In my last effort before dinner I struggled to follow his advice. I tried to picture next day's Times. The judgement, from its importance, would occupy a column at least; I saw that column and its heading, and it seemed to me to be split up into three paragraphs. I saw some of the phrases out of my notes, and one or two new ones. There was one especially, quite in Boland's manner, which seemed to be repeated more than once—something like this: 'It is a legal commonplace that a contract of insurance is one uberrimae fidei, which is vitiated by any nondisclosure, however innocent, of material facts.' I scribbled this down, and found, when I re-read it, that I had written uberrimi, and deplored my declining scholarship.

At dinner our group were as glum as owls. I did not know how the Professor had handled the others, but I assumed that his methods had been the same as with me, and certainly he had produced an effect. We all seemed to have something on our minds, and came in for a good deal of chaff, the more as we refrained from so many dishes. Reggie Daker escaped, for he was a convalescent, but Evelyn had a good deal to say about Goodeve's abstinence. Goodeve was supposed to be entering for a tennis contest which the young people had got up, while George Lamington started the legend that I was reducing my weight for the next Bar point-to-point. Happily this interest in our diet diverted their attention from our manners, which must have been strange. All seven of us were stricken with aphasia, and for myself I felt that I was looking on at a movie-show.

The Professor gathered us together in my sitting-room a little before midnight. As I looked at the others I had an impression of a kinder-garten. Compared with him we all seemed ridiculously young, crude, and ignorant. Mayot's alert intelligence was only the callow vivacity of a child; Tavanger's heavy face was merely lumpish; even Goodeve looked the bright schoolboy. As for Sally and Reggie and Charles Ottery, something had happened to them which drained the personality from their faces, and made them seem slight and wispish. Moe himself brooded over us like a vital Buddha. I had an uneasy sense of looking at a man who lived most of his time in another world than ours.
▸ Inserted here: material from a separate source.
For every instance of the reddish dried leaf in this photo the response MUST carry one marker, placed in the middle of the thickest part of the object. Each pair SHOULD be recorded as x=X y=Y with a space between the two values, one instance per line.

He did not instruct us; he talked, and his talk was like a fierce cordial.

Looking back at what I can remember of it, it does not seem to make any kind of sense, but it had an overwhelming effect on his hearers. It was as if he were drawing aside curtain after curtain, and, though we could not see into the land beyond the curtains, we were convinced of its existence.

As I have said, I cannot make sense of my recollection of it, but while I was listening it seemed to be quite simple and intelligible …

He spoke of the instinct which gave perceptions, and of its immense power as compared to our petty reason which turned percepts into concepts. He spoke of what he called the 'eye of the mind,' and said the very phrase pointed to some intuition in the ordinary being of a gift which civilisation had atrophied … Then Reggie Daker became important. The Professor elicited from the coy Reggie that in his childhood he had been in the habit of seeing abstract things in a concrete form. For Reggie the different days of the week had each a special shape, and each of the Ten Commandments a special colour. Monday was a square and Saturday an oval, and Sunday a circle with a segment bitten out; the Third Commandment was dark blue, and the Tenth a pale green with spots. Reggie had thought of Sin as a substance like black salt, and the Soul as something in the shape of a kidney bean …

It all sounds the wildest nonsense, but the Professor made out of Reggie's confidences a wonderful thing. His images might seem ridiculous, but they showed perception struggling to regain its rightful place.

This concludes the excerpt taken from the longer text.